According to a Google study document (PDF), Gemini has a wide range of talents.
It can accurately predict that a hexagon will be the next shape in a series of shapes that include a triangle, square, and pentagon. When asked to identify the connection between images of the moon and a hand holding a golf ball, it correctly notes that two golf balls were struck by Apollo astronauts on the moon in 1971.
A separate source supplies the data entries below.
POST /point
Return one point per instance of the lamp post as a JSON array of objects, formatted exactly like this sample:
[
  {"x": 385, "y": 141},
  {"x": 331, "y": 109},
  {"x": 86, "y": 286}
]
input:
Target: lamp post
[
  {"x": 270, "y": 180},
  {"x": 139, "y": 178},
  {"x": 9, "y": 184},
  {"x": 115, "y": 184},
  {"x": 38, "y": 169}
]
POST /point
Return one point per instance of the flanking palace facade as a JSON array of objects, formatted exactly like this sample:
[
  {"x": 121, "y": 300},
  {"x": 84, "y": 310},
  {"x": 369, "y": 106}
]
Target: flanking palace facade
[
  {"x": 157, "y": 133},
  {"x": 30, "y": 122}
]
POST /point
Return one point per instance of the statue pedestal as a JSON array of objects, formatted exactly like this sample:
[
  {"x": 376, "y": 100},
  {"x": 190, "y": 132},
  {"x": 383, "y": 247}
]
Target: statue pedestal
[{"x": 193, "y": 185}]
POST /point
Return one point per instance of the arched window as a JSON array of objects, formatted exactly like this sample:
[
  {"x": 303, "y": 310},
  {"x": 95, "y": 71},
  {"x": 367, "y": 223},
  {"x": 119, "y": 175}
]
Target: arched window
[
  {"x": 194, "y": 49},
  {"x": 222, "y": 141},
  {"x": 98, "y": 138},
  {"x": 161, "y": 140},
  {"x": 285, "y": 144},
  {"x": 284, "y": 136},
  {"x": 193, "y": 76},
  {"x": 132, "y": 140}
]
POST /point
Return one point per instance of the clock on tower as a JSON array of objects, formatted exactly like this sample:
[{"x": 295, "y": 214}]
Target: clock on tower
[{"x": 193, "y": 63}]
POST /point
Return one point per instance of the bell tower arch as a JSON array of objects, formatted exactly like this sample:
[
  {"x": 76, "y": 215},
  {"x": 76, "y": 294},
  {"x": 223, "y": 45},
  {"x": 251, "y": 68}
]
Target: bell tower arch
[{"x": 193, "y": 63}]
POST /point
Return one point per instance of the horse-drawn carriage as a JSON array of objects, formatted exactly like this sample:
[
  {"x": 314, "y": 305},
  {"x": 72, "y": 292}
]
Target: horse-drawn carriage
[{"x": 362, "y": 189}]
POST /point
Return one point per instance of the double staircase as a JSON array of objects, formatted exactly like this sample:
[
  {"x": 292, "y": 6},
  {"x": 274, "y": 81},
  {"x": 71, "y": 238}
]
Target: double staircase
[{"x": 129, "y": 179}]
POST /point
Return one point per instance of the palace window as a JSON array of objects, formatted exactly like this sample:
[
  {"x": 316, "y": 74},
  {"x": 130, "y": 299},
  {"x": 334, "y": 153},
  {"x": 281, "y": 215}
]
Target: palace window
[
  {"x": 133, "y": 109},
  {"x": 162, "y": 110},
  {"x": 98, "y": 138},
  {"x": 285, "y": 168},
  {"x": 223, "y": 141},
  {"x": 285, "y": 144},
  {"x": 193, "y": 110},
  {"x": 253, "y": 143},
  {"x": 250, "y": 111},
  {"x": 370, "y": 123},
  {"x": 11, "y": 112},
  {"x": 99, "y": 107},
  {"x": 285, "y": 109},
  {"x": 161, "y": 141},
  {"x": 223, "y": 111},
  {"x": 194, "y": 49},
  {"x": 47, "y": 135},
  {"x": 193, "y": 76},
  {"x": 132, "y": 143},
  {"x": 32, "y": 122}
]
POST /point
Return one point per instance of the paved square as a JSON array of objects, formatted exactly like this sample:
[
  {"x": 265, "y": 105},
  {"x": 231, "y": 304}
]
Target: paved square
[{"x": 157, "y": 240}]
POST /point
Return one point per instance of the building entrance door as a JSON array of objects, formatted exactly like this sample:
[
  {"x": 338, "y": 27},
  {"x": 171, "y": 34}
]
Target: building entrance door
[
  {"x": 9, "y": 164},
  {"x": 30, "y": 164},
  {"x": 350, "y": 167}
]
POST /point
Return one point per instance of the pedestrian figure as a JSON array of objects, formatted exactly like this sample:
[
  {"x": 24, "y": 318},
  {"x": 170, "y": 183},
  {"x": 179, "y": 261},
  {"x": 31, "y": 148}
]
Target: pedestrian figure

Additionally, the company demonstrated how Gemini could analyze a handwritten physics problem with a straightforward sketch, identify the student’s mistake, and provide an explanation of the correction. A longer demonstration video had Gemini identifying other videos, hand puppets, sleight-of-hand maneuvers, and a blue duck. However, none of the demos were conducted in real-time, and it’s unclear how frequently Gemini fails at tasks like these.
Final Verdict
We have all imagined of one of the greatest—and most likely feasible—future uses for these LLM AIs since Star Trek more than eight decades ago. A translator of all languages. Although ChatGPT can currently translate, the process of creating translations takes a while. AI models are now available that can translate voice acting into a different language while preserving the voice of the original performer. As an avid fan of anime, Japanese dramas, and Korean dramas, I would like a world in which I could turn on my TV and instantly hear the voices of the original actors in English. This eventuality is becoming closer as these massive companies vie with one another to enhance AI.